Dr. Ana Gamez, assistant professor of psychology and practicum director of forensic psychology, describes a number of classes that are beneficial to those striving to work in a number of criminal justice fields.
“We have so many internships for students to help them connect them into the workforce,” Gamez said.
“From the Federal Bureau of Investigation, secret service and district attorney to a juvenile detention facility and mediation internships, we have a place where our students are able to contribute.”
With a program like criminal justice, students will get a personal, hands-on experience not only in internships, but also in the classroom.
“The criminal justice program is amazing. The professors have experience on the field and give great examples of real life criminal justice strategies,” said Lauren Vazquez, junior criminal justice major.

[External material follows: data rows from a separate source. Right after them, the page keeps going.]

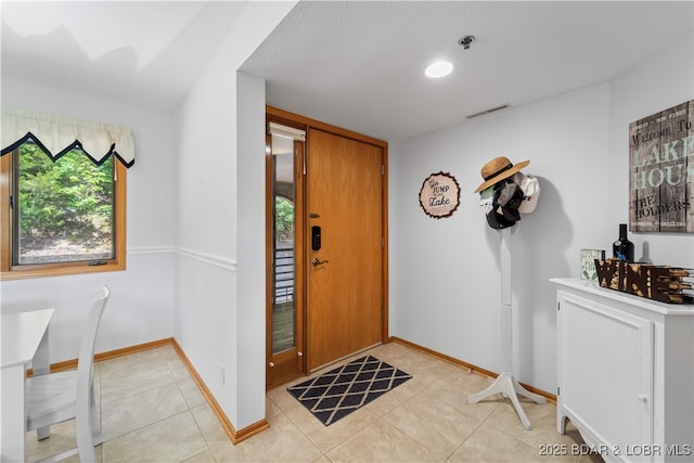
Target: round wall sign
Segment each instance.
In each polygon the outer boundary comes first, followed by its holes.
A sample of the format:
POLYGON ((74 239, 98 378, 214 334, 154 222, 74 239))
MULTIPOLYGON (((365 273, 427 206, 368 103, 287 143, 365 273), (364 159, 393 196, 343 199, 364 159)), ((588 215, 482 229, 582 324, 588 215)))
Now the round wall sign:
POLYGON ((420 205, 424 213, 437 219, 453 215, 460 204, 460 187, 448 172, 432 173, 420 190, 420 205))

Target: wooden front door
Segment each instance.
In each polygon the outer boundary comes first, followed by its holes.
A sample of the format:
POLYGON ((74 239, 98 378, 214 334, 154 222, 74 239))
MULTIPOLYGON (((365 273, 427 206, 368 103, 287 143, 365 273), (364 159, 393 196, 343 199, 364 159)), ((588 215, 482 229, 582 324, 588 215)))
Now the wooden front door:
POLYGON ((308 370, 383 340, 384 147, 309 129, 308 370))

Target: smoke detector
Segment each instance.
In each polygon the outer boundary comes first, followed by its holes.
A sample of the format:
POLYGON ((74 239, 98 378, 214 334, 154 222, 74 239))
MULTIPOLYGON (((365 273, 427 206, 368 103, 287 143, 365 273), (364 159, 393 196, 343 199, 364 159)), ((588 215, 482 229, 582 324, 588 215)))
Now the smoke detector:
POLYGON ((475 36, 465 36, 458 41, 458 44, 463 48, 463 50, 470 50, 470 46, 475 41, 475 36))

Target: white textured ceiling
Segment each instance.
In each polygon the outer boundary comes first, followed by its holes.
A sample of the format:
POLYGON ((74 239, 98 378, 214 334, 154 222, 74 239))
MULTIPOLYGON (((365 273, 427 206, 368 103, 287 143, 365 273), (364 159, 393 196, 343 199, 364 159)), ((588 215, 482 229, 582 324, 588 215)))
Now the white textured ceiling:
MULTIPOLYGON (((246 4, 2 1, 2 76, 170 113, 246 4)), ((609 80, 693 29, 692 1, 303 1, 242 70, 271 105, 394 141, 609 80), (455 69, 426 79, 440 57, 455 69)))
POLYGON ((609 80, 693 25, 691 1, 301 2, 243 69, 272 105, 396 140, 609 80), (436 59, 453 73, 424 77, 436 59))
POLYGON ((245 1, 1 1, 2 76, 174 112, 245 1))

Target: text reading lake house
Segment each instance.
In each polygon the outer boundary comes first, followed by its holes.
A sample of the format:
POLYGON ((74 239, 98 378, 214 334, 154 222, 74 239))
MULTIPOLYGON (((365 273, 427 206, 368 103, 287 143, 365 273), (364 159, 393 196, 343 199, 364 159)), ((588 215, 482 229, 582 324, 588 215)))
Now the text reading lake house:
POLYGON ((694 232, 694 100, 629 125, 629 229, 694 232))

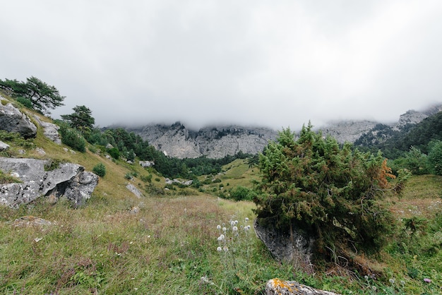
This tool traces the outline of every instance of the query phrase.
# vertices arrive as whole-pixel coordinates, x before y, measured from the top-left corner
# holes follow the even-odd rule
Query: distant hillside
[[[267,128],[237,126],[211,126],[192,131],[181,123],[170,126],[147,125],[126,128],[147,140],[149,144],[166,155],[177,158],[207,156],[219,159],[239,152],[257,154],[277,132]]]
[[[385,141],[393,135],[393,131],[407,129],[410,126],[421,122],[425,118],[442,111],[442,104],[434,104],[421,112],[409,110],[399,117],[399,121],[390,124],[366,120],[350,120],[332,122],[321,128],[324,135],[330,135],[343,143],[359,141],[360,145],[367,145],[378,141]],[[314,123],[314,122],[313,122]],[[389,129],[389,130],[388,130]],[[379,132],[383,131],[384,132]],[[361,138],[361,137],[365,138]],[[362,142],[361,142],[362,140]],[[364,141],[365,140],[365,143]]]
[[[410,126],[441,110],[442,104],[440,104],[422,112],[410,110],[400,115],[397,122],[389,125],[367,120],[340,121],[330,123],[321,130],[324,135],[330,135],[339,143],[347,141],[369,146],[383,142],[393,133],[407,130]],[[314,122],[312,123],[314,125]],[[201,156],[220,159],[239,152],[257,154],[263,151],[269,140],[277,136],[277,131],[265,127],[215,126],[194,131],[179,122],[172,125],[126,127],[125,129],[147,140],[157,150],[180,159]]]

Going into criminal justice or a forensic psychology concentration takes work and application.
In these fields, there is the possibility of danger as well as the opportunity to help someone. One class in particular, which caters to this specific training is firearms.
CJS120, Firearms, is taught by John Higley, associate professor of criminal justice, and gives students the chance to learn the ins and outs of guns — literally.
Students are first taught the most important part of firearms — safety.
Among the course curriculum is lessons on how to work with different handguns, shotguns and rifles.
After getting familiar with the weapons, students go to a range and practice shooting.
“I wanted to have a class including firearms to get those who are preparing to work in law enforcement or the criminal justice field to be familiar with weapons,” Higley said. “It is much easier to get started with good habits early on (with guns).”
Higley said he hopes to eventually start up a club or a shooting competition team at CBU. The CJS120 class has been offered for a year with only 10 spots open per course so it fills up fast.
In relation to a course about firearms, course CJS472, Terrorism and Homeland Security, is offered in the Department of History and Government that centers on terrorism.
“This particular course offering had a Joint Terrorism Task Force member address our students, in addition to a former assistant U.S. attorney and current district attorney, who successfully prosecuted terrorists, both internationally and domestically”, said Mark Kling, assistant professor of criminal justice.
The course is fitting for those in the fields of criminal justice, public administration and political science. The next course will be offered in spring 2014.
In the future, criminal justice hopes to offer a doctorate degree program.
As these programs continue to grow, the faculty welcomes students of all majors to enroll in an introductory class to get a peek of the possibilities they can have in these academic fields, as well as be a part of some one-of-a-kind classes.